“How can any one paint who cannot grade colors? How can any one write poetry who has not learnt to hear and see? “ ~Maria Montessori
What is Sensorial Work?
Working with the materials, children take things apart, put them back together, and think about what these relationships mean. This gives them practice with analysis, synthesis, and evaluation. It leads to mature questioning, research, and true creativity when they put things back together in new ways. The youngest children in the environment catch on to the enthusiasm of the older ones as they make discoveries and reach toward more sophisticated materials, while enjoying their own pursuits and ‘games.’ The Montessori classroom provides opportunities for exploring and refining all senses. Overstimulation is curbed because all the material is purposeful and assists with isolating and mastering control of one’s senses.
The child is a “sensorial explorer”. ~Maria Montessori
Through work with the sensorial materials, the child is given the keys to classifying things around them, which leads to the child making their own experiences in the environment. Through the classification, the child is also offered the first steps in organizing their intelligence, which then leads to them adapting to their environment.
Children from birth to age six are in a ‘sensitive period,’ exploring the world through their senses. By the careful selection of items of different textures, colors, sizes, and geometric shapes, children will discover relationships. Sensorial experiences indirectly prepare children for future exploration of languages, mathematics, geometry, art, and music.
Studies prove that the years from three to six are the most critical period for nurturing a child’s natural curiosity and for laying the foundation for all future development.
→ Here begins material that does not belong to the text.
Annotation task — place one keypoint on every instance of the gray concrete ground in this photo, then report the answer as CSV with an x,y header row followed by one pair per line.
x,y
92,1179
The primary aged child possesses a remarkable ability to experience and absorb the world.
The Pink Tower
A classic activity in a Montessori preschool classroom is the pink tower. The series of cubes develops visual discrimination of size in three dimensions. Exploration with this material prepares a child for mathematical concepts in the decimal system, geometry, and volume.
The trinomial cube is a concrete representation of the algebraic formula (a+b+c)3. The factors of the equation are represented by the cubes and prisms. The primary Montessori child explores the trinomial cube as a sensorial activity of visual discrimination of color and form. This indirect preparation for algebra prepares the child for the elementary Montessori class.
In the tactile sense exercises, the child learns through his sense of touch. “Although the sense of touch is spread throughout the surface of the body, the Exercises given to the children are limited to the tips of the fingers, and particularly, to those of the dominant hand,” M. Montessori. This allows the child to focus on what they feel, through a concentration of a small part of their body.
Sensorial materials offer individual work and repetition opportunities, and allows children to classify their sensorial impressions in an organized orderly, and scientific manner. They have a built in control of error, which is conducive to the habit of working independently, without fear of making mistakes, becoming comfortable in the fact that errors are essential to the process of learning and discovery.
The special importance of the sense of hearing comes from the fact that it is the sense organ connected with speech, therefore, to train the child’s attention to follow sounds and noises which are produced in the environment, to recognize them and to discriminate between them is to prepare their attention to follow more accurately the sounds of articulate language,” M. Montessori.
In the auditory sense exercises, the child discriminates between sounds. In doing these different exercises, the child will refine and become more sensitive to sounds in the environment.